Celebrate Mardi Gras With A Po' Boy
Welcome to one of the happiest days of the year, if you live in a city with outrageous Mardi Gras happy hours like we do. I'm not going to provide you with a history of the po' boy (streetcar workers went on strike, sympathetic sandwich shop owners plied the po' boys with free food, the legend was born), but why they're awesome. Not that you need to be informed, that is — if you've ever had the pleasure.
Rarely do you encounter the combination of fat, acid and crunch that makes for a legendary sandwich. Between the crunchy fried seafood and tangy mayo and hot sauce lies that balance. The fried seafood po' boy is usually topped with lettuce, tomato and onion. But as a born-and-bred Yank, I like coleslaw on mine (catfish, preferably). If fried shrimp's more your thing, Guy's Po-Boys on New Orleans' Magazine Street genererously loaned us their recipe. If you're a fan of flavor, you want it "dressed."

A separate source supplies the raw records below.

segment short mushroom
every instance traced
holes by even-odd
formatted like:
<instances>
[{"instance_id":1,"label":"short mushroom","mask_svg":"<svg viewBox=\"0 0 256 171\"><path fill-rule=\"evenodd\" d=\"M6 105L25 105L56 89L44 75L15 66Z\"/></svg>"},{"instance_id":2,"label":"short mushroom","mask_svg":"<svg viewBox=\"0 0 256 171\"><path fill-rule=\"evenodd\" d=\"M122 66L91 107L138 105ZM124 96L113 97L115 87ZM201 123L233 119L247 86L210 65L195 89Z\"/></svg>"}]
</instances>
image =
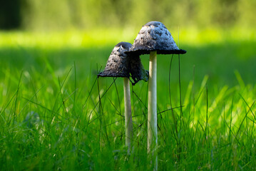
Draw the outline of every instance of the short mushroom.
<instances>
[{"instance_id":1,"label":"short mushroom","mask_svg":"<svg viewBox=\"0 0 256 171\"><path fill-rule=\"evenodd\" d=\"M157 93L156 71L157 53L183 54L186 51L179 49L165 25L158 21L150 21L144 25L138 33L128 55L150 54L148 107L148 153L153 156L154 167L157 170L158 130L157 130Z\"/></svg>"},{"instance_id":2,"label":"short mushroom","mask_svg":"<svg viewBox=\"0 0 256 171\"><path fill-rule=\"evenodd\" d=\"M115 46L103 72L98 74L101 77L123 77L126 120L126 145L128 151L131 150L133 139L133 120L130 105L130 76L135 85L140 80L148 81L148 71L145 71L138 55L128 56L125 53L131 47L128 42L120 42Z\"/></svg>"}]
</instances>

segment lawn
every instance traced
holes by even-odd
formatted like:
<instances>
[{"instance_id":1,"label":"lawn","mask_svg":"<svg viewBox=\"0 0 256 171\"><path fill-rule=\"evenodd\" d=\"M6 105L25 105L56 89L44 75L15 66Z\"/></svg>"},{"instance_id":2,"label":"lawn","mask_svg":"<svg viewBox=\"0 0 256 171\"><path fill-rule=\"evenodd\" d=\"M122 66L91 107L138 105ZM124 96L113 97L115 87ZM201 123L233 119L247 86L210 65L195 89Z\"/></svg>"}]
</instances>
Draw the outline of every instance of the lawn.
<instances>
[{"instance_id":1,"label":"lawn","mask_svg":"<svg viewBox=\"0 0 256 171\"><path fill-rule=\"evenodd\" d=\"M255 170L256 35L173 30L188 53L180 90L178 56L158 56L159 170ZM123 80L96 76L113 46L136 33L0 33L1 170L149 169L148 83L132 86L128 155ZM141 56L146 69L148 57Z\"/></svg>"}]
</instances>

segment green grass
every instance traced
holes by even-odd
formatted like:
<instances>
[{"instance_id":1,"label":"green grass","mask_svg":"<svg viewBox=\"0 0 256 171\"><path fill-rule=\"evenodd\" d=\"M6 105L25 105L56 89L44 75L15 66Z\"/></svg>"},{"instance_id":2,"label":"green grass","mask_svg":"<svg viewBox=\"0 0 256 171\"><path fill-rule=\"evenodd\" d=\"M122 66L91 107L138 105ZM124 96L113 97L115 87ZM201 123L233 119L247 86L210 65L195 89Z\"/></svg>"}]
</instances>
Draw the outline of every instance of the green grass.
<instances>
[{"instance_id":1,"label":"green grass","mask_svg":"<svg viewBox=\"0 0 256 171\"><path fill-rule=\"evenodd\" d=\"M182 112L178 56L170 75L172 56L158 56L159 170L255 170L256 39L235 32L180 31ZM149 169L148 83L133 86L129 156L123 80L96 79L113 47L134 37L96 33L0 33L1 170Z\"/></svg>"}]
</instances>

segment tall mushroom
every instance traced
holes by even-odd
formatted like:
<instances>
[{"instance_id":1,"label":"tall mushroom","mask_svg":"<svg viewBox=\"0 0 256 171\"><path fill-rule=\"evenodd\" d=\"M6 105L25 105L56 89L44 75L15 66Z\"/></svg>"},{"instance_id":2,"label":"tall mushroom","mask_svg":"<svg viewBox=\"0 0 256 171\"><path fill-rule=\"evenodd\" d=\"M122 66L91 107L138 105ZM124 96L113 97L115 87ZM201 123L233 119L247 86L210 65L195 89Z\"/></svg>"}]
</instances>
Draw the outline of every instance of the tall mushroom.
<instances>
[{"instance_id":1,"label":"tall mushroom","mask_svg":"<svg viewBox=\"0 0 256 171\"><path fill-rule=\"evenodd\" d=\"M150 21L144 25L138 33L128 55L150 54L148 107L148 153L151 154L154 169L158 169L157 146L157 93L156 71L157 53L183 54L179 49L165 25L158 21Z\"/></svg>"},{"instance_id":2,"label":"tall mushroom","mask_svg":"<svg viewBox=\"0 0 256 171\"><path fill-rule=\"evenodd\" d=\"M133 139L133 120L130 105L130 76L134 81L135 85L140 80L148 81L148 71L145 71L141 64L138 55L127 55L132 44L128 42L120 42L115 46L110 55L107 64L103 72L98 74L101 77L123 77L123 93L125 103L126 120L126 145L128 151L131 150L131 142Z\"/></svg>"}]
</instances>

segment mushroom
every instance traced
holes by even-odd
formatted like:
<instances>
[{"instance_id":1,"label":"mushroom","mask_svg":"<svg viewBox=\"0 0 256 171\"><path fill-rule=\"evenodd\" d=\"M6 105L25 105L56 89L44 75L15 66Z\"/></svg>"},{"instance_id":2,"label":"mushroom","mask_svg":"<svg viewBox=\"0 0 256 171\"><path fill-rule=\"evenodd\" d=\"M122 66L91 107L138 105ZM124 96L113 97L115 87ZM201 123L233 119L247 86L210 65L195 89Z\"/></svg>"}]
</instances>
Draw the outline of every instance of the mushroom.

Roast beef and other cold cut-based po' boys are not uncommon, but since it's Mardi Gras I recommend you find the nearest reliable place selling a sandwich filled with something fried (chicken is fine), pad out that stomach and celebrate this Fat Tuesday right. You may notice I haven't mentioned any religious significance. Fried seafood. There. Religious.